Anexó copia de la providencia de primera instancia del 20 de febrero de 20146 y del fallo confirmatorio de la misma del 16 de julio de 20147.
4. El Secretario del Juzgado Único Promiscuo Municipal de Saladoblanco (Huila), Carlos Alberto Pascuas Triana8, limitó su respuesta a remitir copia del acta de las audiencias preliminares9 adelantadas en el marco del proceso penal seguido contra el señor EIVAR ANDRÉS SAMBONI y otro.
CONSIDERACIONES DE LA SALA
1. De conformidad con las previsiones establecidas en el Decreto 1983 de 201710, modificatorio del Decreto 1069 de 201511 y en el reglamento interno de esta Corporación, es competente esta Corte por cuanto la acción está dirigida, entre otras, contra la Sala Penal del Tribunal Superior del Distrito Judicial de Neiva.
2. El artículo 86 de la Constitución Política establece que toda persona tiene derecho a promover acción de tutela ante los jueces con miras a obtener la protección inmediata de sus derechos constitucionales fundamentales cuando por acción u omisión le sean vulnerados o amenazados por cualquier autoridad pública o por particulares en los casos previstos de manera expresa en la ley, siempre que no exista otro medio de defensa judicial o, existiendo, cuando la tutela se utilice como mecanismo transitorio para evitar un perjuicio de carácter irremediable.
3. Para su procedencia se requiere el cumplimiento de algunos requisitos, siendo uno de ellos y quizás el primero y más elemental, la existencia cierta del agravio, lesión o amenaza a uno o varios derechos fundamentales que demande la inmediata intervención del juez de tutela en orden a hacerla cesar, motivo por el cual la solicitud de amparo debe contener un mínimo de demostración en cuanto a la vulneración que afecta los derechos que se quieren proteger, pues si no son objeto de ataque o amenaza carece de sentido hablar de la necesidad de amparo.
Criterio sostenido también por la Corte Constitucional al señalar que: «…es indispensable un mínimo de evidencia fáctica, de suerte que sea razonable pensar en la realización del daño o en el menoscabo material o moral del derecho cuya efectividad se solicita a través de la acción de tutela.
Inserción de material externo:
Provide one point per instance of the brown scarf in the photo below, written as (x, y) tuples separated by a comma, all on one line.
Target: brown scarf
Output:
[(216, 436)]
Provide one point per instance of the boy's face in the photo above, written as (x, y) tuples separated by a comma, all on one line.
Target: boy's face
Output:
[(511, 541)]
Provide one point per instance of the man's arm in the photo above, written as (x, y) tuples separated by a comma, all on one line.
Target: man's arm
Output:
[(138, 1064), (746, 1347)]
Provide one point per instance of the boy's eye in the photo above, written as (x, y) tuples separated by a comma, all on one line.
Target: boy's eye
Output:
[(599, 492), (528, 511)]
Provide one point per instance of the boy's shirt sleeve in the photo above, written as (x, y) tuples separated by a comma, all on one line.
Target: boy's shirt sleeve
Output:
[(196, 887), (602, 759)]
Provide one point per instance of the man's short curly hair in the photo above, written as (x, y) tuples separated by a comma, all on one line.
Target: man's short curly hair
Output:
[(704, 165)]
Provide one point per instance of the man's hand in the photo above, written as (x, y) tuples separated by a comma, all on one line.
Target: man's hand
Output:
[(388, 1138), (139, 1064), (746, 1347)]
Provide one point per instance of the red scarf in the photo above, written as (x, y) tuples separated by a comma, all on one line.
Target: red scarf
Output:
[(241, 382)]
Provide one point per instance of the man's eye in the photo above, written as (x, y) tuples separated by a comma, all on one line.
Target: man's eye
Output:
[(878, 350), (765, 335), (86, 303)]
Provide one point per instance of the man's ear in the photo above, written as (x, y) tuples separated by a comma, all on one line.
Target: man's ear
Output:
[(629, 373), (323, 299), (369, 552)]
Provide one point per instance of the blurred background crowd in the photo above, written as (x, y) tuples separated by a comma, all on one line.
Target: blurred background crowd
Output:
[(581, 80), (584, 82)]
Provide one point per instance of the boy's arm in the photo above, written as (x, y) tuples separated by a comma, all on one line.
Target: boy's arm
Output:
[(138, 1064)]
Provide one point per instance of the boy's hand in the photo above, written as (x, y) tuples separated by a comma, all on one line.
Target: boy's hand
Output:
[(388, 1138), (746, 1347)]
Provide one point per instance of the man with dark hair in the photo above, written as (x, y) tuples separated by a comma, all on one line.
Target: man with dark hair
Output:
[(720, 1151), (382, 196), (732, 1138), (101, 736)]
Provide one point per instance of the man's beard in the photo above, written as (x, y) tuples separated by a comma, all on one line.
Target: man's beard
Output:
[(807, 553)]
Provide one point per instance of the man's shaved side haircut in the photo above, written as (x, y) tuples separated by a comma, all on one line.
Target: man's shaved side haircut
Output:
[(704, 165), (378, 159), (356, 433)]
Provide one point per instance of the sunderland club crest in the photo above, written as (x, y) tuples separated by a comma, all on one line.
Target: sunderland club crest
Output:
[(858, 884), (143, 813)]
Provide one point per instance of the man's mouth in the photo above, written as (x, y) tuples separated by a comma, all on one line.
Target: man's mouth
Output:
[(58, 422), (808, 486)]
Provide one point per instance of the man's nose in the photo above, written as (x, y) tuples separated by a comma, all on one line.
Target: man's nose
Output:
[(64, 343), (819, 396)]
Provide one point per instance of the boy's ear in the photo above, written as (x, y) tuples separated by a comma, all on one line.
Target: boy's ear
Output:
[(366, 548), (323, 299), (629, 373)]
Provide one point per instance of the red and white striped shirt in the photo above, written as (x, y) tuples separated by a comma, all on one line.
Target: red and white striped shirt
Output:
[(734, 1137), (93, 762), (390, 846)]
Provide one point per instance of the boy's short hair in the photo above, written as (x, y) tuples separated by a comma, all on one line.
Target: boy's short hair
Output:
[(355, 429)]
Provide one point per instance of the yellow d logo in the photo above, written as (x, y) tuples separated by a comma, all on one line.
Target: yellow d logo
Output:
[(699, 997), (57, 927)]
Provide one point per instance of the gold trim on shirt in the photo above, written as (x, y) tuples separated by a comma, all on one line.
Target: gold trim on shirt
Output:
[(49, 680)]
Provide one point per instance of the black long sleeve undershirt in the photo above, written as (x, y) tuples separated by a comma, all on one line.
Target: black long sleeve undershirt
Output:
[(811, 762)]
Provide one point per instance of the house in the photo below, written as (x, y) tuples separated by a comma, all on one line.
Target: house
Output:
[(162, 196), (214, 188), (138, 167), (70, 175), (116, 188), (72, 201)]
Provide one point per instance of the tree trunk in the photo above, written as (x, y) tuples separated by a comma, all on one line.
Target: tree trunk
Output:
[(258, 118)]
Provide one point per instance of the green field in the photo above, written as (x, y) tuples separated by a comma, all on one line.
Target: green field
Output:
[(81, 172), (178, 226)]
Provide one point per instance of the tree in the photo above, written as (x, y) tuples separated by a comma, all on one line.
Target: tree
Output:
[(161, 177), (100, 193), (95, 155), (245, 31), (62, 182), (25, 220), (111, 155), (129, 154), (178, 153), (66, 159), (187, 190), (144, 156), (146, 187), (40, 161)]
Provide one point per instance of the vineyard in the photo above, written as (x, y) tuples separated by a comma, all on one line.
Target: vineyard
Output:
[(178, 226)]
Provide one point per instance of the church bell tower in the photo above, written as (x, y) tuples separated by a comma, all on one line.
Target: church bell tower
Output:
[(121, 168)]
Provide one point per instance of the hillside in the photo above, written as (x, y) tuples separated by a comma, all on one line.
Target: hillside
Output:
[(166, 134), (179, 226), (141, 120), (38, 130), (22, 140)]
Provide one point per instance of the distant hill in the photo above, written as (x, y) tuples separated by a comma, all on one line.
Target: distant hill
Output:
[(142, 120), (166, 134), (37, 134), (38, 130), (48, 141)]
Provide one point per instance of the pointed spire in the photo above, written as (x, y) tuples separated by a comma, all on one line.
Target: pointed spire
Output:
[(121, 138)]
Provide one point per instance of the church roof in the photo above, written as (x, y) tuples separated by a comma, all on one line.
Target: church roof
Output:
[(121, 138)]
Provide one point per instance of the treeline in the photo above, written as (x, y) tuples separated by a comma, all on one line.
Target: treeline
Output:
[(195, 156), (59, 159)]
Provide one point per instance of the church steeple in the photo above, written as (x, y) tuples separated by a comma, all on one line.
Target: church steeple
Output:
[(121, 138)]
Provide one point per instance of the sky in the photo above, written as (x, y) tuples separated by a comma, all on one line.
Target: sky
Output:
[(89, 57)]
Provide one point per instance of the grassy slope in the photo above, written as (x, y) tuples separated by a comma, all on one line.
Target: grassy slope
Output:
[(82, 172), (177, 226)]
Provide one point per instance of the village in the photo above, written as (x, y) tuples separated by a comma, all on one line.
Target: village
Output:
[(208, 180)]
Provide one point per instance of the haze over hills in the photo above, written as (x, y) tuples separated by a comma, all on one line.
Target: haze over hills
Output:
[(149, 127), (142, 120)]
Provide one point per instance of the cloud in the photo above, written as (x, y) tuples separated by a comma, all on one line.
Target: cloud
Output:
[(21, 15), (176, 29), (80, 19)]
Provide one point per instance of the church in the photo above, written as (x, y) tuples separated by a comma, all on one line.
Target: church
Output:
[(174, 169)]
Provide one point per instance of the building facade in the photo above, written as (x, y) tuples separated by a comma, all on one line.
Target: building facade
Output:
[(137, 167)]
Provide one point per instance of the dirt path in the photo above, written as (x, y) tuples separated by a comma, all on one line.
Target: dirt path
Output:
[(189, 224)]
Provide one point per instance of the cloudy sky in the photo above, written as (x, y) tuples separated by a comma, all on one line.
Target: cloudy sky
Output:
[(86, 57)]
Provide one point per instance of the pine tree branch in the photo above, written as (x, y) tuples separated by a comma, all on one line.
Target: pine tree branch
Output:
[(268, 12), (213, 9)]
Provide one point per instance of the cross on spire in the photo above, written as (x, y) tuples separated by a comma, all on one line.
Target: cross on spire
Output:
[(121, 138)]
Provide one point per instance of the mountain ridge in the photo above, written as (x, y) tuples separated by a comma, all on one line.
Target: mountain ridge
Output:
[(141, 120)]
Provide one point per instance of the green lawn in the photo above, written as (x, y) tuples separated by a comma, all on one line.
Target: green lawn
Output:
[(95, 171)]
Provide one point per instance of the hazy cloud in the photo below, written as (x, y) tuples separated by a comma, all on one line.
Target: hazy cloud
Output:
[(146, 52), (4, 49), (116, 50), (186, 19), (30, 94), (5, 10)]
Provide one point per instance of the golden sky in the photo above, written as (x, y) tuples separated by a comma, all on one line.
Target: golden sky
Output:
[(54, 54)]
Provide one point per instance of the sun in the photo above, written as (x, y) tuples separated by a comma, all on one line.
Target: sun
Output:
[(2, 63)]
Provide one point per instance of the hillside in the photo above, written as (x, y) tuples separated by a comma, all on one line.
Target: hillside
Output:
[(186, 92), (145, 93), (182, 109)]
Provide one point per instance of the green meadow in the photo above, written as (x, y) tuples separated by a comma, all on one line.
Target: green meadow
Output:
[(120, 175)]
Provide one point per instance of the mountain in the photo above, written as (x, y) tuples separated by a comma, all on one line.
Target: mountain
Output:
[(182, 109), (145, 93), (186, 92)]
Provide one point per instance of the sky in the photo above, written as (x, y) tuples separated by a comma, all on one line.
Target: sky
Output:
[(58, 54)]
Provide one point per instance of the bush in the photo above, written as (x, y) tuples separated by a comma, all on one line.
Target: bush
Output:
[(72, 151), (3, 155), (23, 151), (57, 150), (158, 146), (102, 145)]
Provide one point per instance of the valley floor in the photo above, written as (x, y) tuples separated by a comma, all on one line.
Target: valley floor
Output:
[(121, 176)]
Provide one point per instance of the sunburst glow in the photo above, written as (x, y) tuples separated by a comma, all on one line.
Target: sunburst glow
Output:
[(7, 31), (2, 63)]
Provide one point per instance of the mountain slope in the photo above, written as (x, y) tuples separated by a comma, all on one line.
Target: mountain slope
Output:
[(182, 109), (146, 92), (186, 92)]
Por consiguiente, quien pretende la protección judicial de un derecho fundamental debe demostrar los supuestos fácticos en que se funda su pretensión, como quiera que es razonable sostener que quien conoce la manera exacta como se presentan los hechos y las consecuencias de los mismos, es quien padece el daño o la amenaza de afectación» (C.C.S.T-864/1999).
4. Según lo señalado en los antecedentes de esta providencia, es indiscutible que la intención del ciudadano EIVAR ANDRÉS SAMBONI, se encamina a que el Juez de tutela intervenga en el proceso penal con radicación 41551-60-00-597-2007-01894-00 que se siguió en su contra por los delitos de homicidio agravado en la modalidad de tentativa y fabricación, tráfico, porte o tenencia de armas de fuego, accesorios, partes o municiones, para que por esta vía excepcional se deje sin valor y efecto la sentencia condenatoria de primera instancia dictada el 20 de febrero de 2014 por el Juzgado 1º Penal del Circuito con Funciones de Conocimiento de Pitalito, así como el fallo confirmatorio de la misma, proferido el 16 de julio de 2014 por la Sala Penal del Tribunal Superior del Distrito Judicial de Neiva.
Ello por cuanto, a juicio del accionante, los funcionarios judiciales que las profirieron desconocieron el debido proceso, al haberlo declarado penalmente responsable de las conductas imputadas sin el soporte probatorio suficiente para desvirtuar su presunción de inocencia.
5. Precisado lo anterior, como punto de partida, dado que la parte actora invocó la protección del derecho al debido proceso, resulta necesario recordar que de conformidad con el artículo 29 de la Constitución Política, tal prerrogativa se define como aquella que se desenvuelve de acuerdo con las leyes preexistentes al acto, ante juez o tribunal competente y con observancia plena de las formas propias de cada juicio, involucrando la defensa técnica y material durante la investigación, el juicio y las etapas posteriores al mismo, al trámite sin dilaciones injustificadas, a presentar pruebas y a controvertir las que se alleguen, a la presunción de inocencia, a impugnar la sentencia y a no ser juzgado dos veces por el mismo hecho.
Además, el proceso como es debido, responde a una sucesión ordenada y preclusiva de actos, que no son solamente pasos de simple trámite sino verdaderos actos procesales, metodológicamente concatenados en orden a la obtención de su precisa finalidad, y por lo tanto, obedece a unas reglas preestablecidas, las cuales de ninguna manera, al arbitrio habrán de reemplazarse, puesto que se han promulgado precisamente para regular la actividad del juez y para preservar las garantías constitucionales de las partes en litigio, de suerte que pueda llegarse a una determinación acertada y legítima que haga posible la realización del principio de justicia material (C.C.S.T-957/2011).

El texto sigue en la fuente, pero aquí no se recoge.